Clinical and experimental research have provided anatomical, pharmacological, and behavioral evidence for a prominent prefrontal dysfunction in schizophrenia. Negative symptoms and behavioral disorganization in the disorder can be understood as a failure in the working memory functions of the prefrontal cortex by which information is updated on a moment-to-moment basis or retrieved from long-term stores, held in mind, and used to guide behavior by ideas, concepts, and stored knowledge. This article recounts efforts to dissect the cellular and circuit basis of working memory with the goal of extending the insights gained from the study of normal brain organization in animal models to an understanding of the clinical disorder; it includes recent neuropathological findings that indicate that neural dystrophy rather than cell loss predominates in schizophrenia.

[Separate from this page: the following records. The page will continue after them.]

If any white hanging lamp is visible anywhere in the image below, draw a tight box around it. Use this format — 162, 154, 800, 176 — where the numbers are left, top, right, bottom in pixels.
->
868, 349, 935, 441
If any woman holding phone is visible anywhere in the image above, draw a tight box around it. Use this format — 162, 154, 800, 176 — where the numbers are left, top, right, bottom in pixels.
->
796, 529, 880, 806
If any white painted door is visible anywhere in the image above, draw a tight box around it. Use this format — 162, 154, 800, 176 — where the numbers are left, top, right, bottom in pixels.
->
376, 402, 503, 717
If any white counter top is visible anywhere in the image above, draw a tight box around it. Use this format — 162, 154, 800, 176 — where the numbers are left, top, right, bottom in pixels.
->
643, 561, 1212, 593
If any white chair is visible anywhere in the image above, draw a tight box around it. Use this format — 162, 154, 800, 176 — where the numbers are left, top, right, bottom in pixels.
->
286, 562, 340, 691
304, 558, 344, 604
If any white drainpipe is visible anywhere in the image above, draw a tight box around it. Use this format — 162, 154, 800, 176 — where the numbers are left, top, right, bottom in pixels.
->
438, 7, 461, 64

Evidence from a variety of studies is accumulating to indicate that dopamine has a major role in regulating the excitability of the cortical neurons upon which the working memory function of the prefrontal cortex depends. Interactions between monoamines and a compromised cortical circuitry may hold the key to the salience of frontal lobe symptoms in schizophrenia, in spite of widespread pathological changes. We outline several direct and indirect intercellular mechanisms for modulating working memory function in the prefrontal cortex based on the localization of dopamine receptors on the distal dendrites and spines of glutamatergic pyramidal cells and on gamma-aminobutyric acid (GABA)ergic interneurons in the prefrontal cortex. Understanding the interactions between the major cellular constituents of cortical circuits—pyramidal and nonpyramidal cells—is a necessary step in unraveling the receptor mechanisms, which could lead to an effective pharmacological treatment of negative and cognitive symptoms, as well as improved insight into the pathophysiological basis of the disorder.